Modern-day Thessaloniki

After encouraging Lydia and the other believers in Philippi, Paul and Silas left the city and headed west. eventually landing in the thriving port city of Thessalonica, the capital of the province of Macedonia. (At this point in the story, Luke’s pronouns shift back from “we” to “they,” which may mean that he stayed behind in Philippi.) Unlike Philippi, Thessalonica had a synagogue:

As was Paul’s custom, he entered the synagogue and for three Sabbaths interacted with them on the basis of the scriptures. Through his interpretation of the scriptures, he demonstrated that the Christ had to suffer and rise from the dead. He declared, “This Jesus whom I proclaim to you is the Christ.” Some were convinced and joined Paul and Silas, including a larger number of Greek God-worshippers and quite a few prominent women.

Acts 17:2-4, CEB

Paul spent three Sabbaths (not necessarily in a row) reasoning with his fellow Jews, addressing their primary intellectual roadblocks to the gospel: How can we believe in a Messiah who suffered? How could one person be resurrected in advance of the grand resurrection that’s supposed to be for all of us faithful Jews? Paul showed them, no doubt from the writing of the prophets, that what happened to Jesus had already been foretold in Scripture — and then declared Jesus to be the prophesied Messiah.
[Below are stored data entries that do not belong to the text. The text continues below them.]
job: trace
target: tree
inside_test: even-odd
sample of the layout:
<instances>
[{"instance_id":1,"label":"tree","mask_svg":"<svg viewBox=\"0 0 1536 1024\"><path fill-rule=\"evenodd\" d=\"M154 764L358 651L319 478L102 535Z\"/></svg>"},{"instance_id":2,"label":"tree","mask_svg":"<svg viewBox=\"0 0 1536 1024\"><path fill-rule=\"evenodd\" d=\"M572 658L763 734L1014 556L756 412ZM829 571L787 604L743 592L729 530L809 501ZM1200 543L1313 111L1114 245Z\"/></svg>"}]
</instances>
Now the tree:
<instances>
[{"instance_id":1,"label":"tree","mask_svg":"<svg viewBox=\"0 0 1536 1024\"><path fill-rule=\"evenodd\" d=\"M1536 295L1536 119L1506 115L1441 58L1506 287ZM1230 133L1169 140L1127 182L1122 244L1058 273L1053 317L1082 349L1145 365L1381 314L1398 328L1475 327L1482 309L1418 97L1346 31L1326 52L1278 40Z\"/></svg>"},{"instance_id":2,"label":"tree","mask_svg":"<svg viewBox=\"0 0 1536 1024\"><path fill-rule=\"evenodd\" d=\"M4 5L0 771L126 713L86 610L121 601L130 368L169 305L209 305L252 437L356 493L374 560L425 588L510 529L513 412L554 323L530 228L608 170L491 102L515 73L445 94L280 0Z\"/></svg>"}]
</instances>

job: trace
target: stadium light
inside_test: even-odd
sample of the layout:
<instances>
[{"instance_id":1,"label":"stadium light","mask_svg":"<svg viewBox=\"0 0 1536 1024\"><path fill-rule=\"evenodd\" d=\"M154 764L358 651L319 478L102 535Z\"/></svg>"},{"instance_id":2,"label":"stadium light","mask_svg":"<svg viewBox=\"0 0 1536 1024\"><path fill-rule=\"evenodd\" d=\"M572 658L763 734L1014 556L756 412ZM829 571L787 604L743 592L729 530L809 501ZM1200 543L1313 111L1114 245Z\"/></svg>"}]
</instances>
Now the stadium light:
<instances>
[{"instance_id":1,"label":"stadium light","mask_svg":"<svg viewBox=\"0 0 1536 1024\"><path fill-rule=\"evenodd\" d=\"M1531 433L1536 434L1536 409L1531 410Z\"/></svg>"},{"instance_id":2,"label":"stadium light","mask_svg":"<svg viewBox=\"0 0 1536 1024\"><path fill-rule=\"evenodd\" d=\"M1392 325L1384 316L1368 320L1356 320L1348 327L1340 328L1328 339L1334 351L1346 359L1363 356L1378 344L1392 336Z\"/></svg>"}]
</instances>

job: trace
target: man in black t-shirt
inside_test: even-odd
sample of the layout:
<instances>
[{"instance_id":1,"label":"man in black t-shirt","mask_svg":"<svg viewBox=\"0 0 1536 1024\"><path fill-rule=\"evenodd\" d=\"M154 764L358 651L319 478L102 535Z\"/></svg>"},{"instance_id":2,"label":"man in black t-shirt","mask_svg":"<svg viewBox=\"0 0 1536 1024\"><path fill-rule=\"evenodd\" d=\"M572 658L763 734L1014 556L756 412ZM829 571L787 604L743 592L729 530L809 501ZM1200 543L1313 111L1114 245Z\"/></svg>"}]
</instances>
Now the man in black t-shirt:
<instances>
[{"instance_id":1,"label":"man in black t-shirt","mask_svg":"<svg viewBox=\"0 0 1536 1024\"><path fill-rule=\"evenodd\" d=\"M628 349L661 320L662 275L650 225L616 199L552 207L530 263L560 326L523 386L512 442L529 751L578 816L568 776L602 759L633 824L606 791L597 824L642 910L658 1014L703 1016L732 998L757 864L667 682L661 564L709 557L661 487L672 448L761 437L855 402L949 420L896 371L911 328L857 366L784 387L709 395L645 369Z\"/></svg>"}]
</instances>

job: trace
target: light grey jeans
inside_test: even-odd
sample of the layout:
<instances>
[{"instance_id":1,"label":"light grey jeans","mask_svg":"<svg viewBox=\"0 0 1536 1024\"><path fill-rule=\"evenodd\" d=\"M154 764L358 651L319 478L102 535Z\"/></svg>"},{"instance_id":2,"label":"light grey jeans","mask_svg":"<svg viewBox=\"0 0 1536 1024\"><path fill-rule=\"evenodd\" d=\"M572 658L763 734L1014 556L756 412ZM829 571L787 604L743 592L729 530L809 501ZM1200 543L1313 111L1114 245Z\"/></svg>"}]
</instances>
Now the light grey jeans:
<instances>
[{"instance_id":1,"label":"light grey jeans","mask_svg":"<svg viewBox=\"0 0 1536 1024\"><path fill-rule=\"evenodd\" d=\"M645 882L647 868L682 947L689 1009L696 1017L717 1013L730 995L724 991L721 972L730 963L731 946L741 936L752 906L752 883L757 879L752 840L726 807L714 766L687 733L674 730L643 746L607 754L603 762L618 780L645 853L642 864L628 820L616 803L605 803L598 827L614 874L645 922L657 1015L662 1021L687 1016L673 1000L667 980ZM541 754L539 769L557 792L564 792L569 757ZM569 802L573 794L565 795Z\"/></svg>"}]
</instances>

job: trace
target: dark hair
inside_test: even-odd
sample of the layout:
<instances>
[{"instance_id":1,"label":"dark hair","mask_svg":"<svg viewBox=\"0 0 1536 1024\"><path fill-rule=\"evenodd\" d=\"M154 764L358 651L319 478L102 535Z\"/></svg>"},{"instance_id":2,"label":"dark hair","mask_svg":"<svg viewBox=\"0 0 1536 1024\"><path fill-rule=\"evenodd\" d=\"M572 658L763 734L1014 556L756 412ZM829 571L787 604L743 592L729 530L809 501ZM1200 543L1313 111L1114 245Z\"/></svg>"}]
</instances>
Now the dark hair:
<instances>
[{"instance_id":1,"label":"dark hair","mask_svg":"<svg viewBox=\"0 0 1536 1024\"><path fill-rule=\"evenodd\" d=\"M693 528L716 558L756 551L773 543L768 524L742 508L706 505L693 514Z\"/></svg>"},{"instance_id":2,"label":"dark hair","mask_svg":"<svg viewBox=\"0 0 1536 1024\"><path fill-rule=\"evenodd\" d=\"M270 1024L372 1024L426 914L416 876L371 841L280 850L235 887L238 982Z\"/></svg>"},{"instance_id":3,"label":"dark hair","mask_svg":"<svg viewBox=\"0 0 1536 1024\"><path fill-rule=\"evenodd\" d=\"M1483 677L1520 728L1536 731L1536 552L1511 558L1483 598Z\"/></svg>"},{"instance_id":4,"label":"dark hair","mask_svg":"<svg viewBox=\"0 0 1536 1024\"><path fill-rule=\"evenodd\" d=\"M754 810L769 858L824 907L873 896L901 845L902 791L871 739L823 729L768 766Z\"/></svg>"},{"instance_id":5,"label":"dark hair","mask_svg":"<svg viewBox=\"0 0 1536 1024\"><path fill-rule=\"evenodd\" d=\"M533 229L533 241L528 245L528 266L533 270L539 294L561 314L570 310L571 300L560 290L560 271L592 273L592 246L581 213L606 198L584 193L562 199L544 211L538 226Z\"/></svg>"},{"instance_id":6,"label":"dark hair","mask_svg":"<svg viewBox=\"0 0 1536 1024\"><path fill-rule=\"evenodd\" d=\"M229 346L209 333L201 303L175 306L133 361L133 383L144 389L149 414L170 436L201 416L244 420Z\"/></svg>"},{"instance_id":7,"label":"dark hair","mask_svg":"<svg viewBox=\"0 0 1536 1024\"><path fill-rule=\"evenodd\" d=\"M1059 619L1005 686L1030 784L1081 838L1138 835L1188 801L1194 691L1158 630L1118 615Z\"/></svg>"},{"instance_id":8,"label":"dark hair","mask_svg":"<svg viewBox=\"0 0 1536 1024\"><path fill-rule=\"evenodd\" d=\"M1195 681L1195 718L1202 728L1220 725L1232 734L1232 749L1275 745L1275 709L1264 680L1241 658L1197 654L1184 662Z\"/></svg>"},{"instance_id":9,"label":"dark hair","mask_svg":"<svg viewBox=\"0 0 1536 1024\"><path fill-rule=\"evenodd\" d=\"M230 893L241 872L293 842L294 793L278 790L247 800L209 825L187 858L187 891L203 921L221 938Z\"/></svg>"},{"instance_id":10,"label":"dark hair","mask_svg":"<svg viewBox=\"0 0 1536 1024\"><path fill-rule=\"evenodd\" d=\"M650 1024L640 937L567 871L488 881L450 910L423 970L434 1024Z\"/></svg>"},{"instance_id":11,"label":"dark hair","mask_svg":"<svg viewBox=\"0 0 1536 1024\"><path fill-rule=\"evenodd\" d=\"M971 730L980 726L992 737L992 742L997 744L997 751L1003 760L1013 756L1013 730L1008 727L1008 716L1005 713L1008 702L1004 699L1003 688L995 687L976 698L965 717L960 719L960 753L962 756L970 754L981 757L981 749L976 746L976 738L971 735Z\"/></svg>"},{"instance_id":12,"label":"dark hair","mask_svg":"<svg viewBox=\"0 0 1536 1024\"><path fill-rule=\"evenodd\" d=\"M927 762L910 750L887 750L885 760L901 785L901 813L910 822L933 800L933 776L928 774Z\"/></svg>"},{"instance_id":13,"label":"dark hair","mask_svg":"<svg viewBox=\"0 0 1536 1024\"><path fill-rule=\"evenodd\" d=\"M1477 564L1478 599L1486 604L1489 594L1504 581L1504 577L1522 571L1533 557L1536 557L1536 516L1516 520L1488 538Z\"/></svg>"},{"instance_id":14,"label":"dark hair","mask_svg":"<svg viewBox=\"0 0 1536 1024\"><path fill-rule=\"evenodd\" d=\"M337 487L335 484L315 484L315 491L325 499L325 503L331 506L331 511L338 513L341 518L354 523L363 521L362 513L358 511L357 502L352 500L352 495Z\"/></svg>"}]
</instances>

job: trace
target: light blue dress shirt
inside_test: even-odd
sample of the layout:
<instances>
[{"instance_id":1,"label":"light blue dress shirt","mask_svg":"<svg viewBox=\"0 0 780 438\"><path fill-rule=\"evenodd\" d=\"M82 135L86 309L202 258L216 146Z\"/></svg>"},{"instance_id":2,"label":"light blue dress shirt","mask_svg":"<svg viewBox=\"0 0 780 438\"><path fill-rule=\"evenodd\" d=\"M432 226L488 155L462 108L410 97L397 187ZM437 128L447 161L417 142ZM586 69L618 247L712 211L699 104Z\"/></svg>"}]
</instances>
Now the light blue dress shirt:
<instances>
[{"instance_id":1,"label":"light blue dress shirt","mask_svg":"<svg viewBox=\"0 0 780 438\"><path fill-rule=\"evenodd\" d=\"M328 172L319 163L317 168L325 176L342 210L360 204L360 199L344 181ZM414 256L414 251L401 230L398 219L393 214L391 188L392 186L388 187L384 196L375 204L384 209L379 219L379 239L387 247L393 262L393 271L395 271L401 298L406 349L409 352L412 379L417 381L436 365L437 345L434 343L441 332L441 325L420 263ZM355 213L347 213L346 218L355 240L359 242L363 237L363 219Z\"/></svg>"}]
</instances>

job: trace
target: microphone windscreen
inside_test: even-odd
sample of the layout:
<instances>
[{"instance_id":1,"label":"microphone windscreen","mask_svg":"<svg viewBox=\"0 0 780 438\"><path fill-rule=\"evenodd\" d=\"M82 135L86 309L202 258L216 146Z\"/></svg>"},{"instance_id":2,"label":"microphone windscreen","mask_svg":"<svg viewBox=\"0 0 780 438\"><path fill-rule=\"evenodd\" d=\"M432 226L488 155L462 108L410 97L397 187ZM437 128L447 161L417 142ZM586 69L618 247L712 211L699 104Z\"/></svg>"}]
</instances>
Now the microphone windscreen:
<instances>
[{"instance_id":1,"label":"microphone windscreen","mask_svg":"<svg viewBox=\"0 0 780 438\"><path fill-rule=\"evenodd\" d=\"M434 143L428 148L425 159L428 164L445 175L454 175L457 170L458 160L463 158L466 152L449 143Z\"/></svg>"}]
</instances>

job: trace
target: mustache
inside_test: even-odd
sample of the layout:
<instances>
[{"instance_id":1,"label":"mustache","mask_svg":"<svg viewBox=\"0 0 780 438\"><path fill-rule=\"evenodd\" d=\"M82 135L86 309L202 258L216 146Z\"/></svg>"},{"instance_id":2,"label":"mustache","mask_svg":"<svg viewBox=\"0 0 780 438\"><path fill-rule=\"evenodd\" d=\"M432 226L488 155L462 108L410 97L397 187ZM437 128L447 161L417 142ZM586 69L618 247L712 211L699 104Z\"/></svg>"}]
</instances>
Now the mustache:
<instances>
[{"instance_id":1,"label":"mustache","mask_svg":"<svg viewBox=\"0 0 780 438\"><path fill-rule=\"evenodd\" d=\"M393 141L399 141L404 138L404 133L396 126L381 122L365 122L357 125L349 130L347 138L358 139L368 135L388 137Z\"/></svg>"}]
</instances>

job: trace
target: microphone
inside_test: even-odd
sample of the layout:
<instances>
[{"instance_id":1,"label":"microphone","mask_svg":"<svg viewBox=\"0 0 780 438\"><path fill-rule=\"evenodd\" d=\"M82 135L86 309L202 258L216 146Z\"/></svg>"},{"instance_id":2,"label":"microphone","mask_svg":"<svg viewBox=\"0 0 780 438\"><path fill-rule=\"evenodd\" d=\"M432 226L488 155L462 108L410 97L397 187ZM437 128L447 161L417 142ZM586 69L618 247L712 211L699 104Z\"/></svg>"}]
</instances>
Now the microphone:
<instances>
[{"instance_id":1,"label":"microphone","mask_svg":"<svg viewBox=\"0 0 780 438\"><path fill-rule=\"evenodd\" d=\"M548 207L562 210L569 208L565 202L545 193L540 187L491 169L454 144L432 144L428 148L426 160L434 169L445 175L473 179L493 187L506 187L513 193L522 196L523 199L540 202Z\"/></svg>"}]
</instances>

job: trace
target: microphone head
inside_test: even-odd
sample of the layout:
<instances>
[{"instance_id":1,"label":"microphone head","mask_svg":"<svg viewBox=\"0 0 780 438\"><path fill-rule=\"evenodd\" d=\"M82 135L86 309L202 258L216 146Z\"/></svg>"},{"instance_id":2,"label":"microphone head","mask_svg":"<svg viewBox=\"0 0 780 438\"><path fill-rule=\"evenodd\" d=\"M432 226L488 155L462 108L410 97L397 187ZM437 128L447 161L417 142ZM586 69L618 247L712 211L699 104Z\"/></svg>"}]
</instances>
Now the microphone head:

Some were convinced, but more of the converts were Gentiles (those who believed in the God of Israel and attended synagogue) than Jews. Luke notes specifically that several prominent women believed; one thinks, of course, of Philippi and Lydia.

So far, so good.

But then, Luke tells us, “the Jews became jealous” (Acts 17:5), presumably with Paul’s success among the Gentiles — and prominent ones at that. We’ve seen this before. Paul had preached a crucified and risen Messiah in the synagogue in Pisidian Antioch. At first, the Jews there were receptive, and invited Paul and Barnabas to come back. But the following Sabbath, when a massive crowd of Gentiles also gathered to hear Paul, the Jews “were overcome with jealousy” (Acts 13:45), and undermined Paul’s preaching. They stirred up the local leadership to get Paul and Barnabas kicked out of town.

The unbelieving Jews in Pisidian Antioch had been able to recruit the prominent Gentile women in their synagogue to their cause; these women used their influence (possibly through their husbands) to pressure Paul. But the opposite seemed true in Thessalonica, where the prominent women became believers. That may be part of the reason the Jews who were resisting the gospel there had to resort to dirtier tactics. They “brought along some thugs who were hanging out in the marketplace. They formed a mob and started a riot in the city” (Acts 17:5).

Then they went looking for Paul and Silas.

Apparently, word had gotten out that Paul and Silas were staying with a local believer named Jason, where there may have been the beginnings of a house church. They stormed Jason’s house, but Paul and Silas were nowhere to be found. As a consolation prize, the mob grabbed Jason and some of the other believers and hauled them before the city officials.

On what charges? That they were enemies of the empire.